Ethereum Vakfı Destekli Araştırma: Kuzey Koreli Operatörler Web3 Şirketlerine Sızdı

Ethereum Vakfı tarafından desteklenen altı aylık bir soruşturma, Kuzey Koreli operatörlerin sahte kimlikler kullanarak düzinelerce Web3 ekibine sızdığını ortaya çıkardı. Soruşturma, 100'den fazla Kuzey Koreli çalışanın kripto şirketlerinde faaliyet gösterdiğini tespit etti.

Ketman Projesi, sahte geliştirici kimliklerini ve şüpheli GitHub etkinliklerini izleyerek 53 kripto ekibini uyardı. Araştırmacılar, bu durumu, Lazarus Grubu'nu içeren büyük çaplı istismarlarla bağlantılı, uzun süredir devam eden Kuzey Kore sızmalarıyla ilişkilendirdi.

Ethereum Vakfı, ETH Rangers girişimi aracılığıyla, kripto şirketleri içinde faaliyet gösteren Demokratik Halk Cumhuriyeti (Kuzey Kore) ile bağlantılı 100 kişiyi belirleyen güvenlik odaklı bir çalışmayı finanse ettiğini belirtti. 2024 sonlarında başlatılan program, bağımsız araştırmacılara yönelik ödenekler aracılığıyla kamu yararına yönelik çalışmaları desteklemek için tasarlandı.

Bu fonlamayı alanlardan biri, Web3 organizasyonları içinde çalışan "sahte geliştiricileri" izlemeye odaklanan Ketman Projesi'ni başlattı. Proje, altı aylık süre içinde, 100 şüpheli Kuzey Koreli BT çalışanını işaretledi ve bilmeden onları istihdam etmiş olabilecek 53 kripto projesiyle iletişime geçti.

Bu bulgular, Kuzey Kore bağlantılı geliştiricilerin, genellikle inandırıcı teknik katkılar ve uydurulmuş profesyonel kimlikler aracılığıyla ekiplere karışarak, kripto endüstrisine yıllardır sızdığına dair artan kanıtları destekliyor.

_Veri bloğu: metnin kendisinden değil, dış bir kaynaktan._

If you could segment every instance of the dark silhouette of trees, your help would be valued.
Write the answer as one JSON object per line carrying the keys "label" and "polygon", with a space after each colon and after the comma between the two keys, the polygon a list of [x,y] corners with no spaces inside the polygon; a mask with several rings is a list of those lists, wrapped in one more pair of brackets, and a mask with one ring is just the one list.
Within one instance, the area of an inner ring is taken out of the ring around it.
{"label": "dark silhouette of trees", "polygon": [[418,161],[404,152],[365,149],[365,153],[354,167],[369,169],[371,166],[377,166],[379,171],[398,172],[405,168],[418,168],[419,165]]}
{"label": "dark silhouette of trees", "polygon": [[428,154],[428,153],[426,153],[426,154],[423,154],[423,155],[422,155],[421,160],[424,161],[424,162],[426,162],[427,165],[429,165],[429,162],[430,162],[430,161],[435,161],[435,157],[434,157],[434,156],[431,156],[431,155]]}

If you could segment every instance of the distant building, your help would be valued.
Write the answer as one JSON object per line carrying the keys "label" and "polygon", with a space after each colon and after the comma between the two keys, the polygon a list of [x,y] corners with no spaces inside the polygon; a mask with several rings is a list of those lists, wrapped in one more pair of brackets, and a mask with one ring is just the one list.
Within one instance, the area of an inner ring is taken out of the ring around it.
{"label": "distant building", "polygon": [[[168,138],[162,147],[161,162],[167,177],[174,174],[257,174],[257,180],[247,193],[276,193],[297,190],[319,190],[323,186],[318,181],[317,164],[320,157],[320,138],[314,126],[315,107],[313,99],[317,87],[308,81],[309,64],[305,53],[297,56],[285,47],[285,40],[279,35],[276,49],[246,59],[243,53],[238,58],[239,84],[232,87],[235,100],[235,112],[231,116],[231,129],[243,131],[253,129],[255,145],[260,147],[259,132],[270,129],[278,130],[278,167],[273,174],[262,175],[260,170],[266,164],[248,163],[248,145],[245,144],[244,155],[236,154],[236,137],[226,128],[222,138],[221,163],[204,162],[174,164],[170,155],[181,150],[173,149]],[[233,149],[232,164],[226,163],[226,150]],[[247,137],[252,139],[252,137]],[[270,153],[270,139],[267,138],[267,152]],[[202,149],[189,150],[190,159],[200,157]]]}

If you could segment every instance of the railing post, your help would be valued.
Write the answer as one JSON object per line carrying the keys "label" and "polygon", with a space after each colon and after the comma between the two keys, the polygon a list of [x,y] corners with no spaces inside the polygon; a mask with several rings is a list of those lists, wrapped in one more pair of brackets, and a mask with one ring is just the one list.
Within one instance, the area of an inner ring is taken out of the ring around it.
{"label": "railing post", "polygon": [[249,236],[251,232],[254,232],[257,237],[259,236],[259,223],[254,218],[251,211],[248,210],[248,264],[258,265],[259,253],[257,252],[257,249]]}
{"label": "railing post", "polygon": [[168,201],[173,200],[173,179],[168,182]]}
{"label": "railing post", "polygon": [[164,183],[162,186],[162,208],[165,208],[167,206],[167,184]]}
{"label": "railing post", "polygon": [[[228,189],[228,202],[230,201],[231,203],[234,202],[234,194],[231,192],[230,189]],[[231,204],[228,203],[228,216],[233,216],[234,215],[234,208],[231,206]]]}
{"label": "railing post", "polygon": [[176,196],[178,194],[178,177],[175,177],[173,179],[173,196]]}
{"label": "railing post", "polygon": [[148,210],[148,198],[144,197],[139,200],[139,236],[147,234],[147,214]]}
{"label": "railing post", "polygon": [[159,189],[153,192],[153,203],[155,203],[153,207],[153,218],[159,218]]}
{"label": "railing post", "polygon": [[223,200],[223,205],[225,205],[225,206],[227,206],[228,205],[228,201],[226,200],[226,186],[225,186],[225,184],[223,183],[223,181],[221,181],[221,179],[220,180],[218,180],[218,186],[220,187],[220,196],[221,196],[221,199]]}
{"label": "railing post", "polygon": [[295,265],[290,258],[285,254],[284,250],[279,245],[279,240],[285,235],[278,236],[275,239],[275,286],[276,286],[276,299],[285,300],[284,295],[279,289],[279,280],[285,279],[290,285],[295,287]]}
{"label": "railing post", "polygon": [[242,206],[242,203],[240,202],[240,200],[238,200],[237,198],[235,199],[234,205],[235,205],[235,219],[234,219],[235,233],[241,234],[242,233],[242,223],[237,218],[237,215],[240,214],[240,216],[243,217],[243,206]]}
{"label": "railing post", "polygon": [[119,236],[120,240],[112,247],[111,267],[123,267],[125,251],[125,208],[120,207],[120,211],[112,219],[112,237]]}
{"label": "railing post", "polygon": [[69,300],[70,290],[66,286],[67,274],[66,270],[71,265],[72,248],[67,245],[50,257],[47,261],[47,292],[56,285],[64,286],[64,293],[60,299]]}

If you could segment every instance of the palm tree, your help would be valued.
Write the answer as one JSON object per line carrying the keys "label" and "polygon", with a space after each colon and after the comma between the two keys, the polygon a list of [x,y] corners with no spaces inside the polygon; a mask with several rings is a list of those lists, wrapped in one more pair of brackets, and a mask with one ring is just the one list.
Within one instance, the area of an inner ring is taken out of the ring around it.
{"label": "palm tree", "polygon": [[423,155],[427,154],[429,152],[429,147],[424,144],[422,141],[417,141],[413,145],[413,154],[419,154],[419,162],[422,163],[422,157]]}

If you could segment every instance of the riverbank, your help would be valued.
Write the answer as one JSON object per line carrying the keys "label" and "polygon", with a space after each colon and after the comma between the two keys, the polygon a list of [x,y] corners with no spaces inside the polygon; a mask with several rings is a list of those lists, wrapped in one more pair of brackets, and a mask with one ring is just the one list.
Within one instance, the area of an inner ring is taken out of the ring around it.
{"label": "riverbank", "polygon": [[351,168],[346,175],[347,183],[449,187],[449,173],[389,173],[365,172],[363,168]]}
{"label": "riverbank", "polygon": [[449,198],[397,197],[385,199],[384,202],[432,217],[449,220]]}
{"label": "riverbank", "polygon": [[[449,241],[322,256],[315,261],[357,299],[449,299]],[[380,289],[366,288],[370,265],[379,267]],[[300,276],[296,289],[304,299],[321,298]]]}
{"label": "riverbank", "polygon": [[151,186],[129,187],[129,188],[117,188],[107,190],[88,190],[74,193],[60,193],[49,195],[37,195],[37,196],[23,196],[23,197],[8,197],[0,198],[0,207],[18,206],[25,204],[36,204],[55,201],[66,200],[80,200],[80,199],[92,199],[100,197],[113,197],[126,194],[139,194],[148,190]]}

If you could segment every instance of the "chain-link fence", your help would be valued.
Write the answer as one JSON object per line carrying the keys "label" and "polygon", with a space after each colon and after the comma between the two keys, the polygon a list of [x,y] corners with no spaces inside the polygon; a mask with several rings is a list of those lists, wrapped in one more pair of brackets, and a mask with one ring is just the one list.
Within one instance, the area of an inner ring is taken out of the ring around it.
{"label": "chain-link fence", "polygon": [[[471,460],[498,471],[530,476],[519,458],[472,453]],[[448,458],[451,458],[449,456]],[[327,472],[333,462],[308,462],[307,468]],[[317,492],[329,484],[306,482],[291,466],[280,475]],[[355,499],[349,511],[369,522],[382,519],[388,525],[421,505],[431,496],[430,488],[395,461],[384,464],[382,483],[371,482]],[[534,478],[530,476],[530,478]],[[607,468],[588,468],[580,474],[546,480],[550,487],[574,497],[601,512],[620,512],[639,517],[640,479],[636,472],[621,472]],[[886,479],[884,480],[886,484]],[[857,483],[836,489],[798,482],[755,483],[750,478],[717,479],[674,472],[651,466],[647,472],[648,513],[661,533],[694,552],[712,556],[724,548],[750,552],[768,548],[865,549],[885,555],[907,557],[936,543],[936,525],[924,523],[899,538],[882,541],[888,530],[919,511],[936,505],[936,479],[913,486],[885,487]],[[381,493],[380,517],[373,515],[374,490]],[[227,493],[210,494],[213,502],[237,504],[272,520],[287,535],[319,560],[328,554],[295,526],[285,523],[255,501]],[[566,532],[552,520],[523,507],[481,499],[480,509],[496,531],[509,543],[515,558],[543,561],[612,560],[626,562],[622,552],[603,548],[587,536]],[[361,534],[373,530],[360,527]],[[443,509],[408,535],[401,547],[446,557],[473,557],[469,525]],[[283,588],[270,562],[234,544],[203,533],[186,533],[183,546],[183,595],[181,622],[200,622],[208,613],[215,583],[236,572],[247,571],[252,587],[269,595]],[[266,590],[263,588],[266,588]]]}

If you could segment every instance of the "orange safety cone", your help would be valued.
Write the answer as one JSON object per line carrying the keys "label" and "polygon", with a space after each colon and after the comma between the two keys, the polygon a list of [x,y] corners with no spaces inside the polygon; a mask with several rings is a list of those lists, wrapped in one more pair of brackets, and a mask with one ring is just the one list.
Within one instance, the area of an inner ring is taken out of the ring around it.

Araştırmacılar bu operasyonları, son yıllarda meydana gelen en büyük kripto hırsızlıklarından bazılarıyla bağlantılı olan devlet destekli bir oluşum olan Lazarus Grubu'na bağladı. R3ACH analistlerinin tahminlerine göre, 2017'den bu yana çalınan toplam fon miktarı, 625 milyon dolarlık Ronin Bridge istismarı, 235 milyon dolarlık WazirX ihlali ve 1,4 milyar dolarlık Bybit olayı dahil olmak üzere yaklaşık 7 milyar dolar civarında.

Analistler, birçok sızma girişiminin, gelişmiş istismarlardan ziyade, nispeten basit yöntemlere dayandığını belirtiyor. Bağımsız blok zinciri araştırmacısı ZachXBT, bu operasyonların çoğunun "basit ve hiçbir şekilde sofistike olmadığını" belirterek, "tek dikkat çekici şeyin, onların amansızlığı" olduğunu ekledi.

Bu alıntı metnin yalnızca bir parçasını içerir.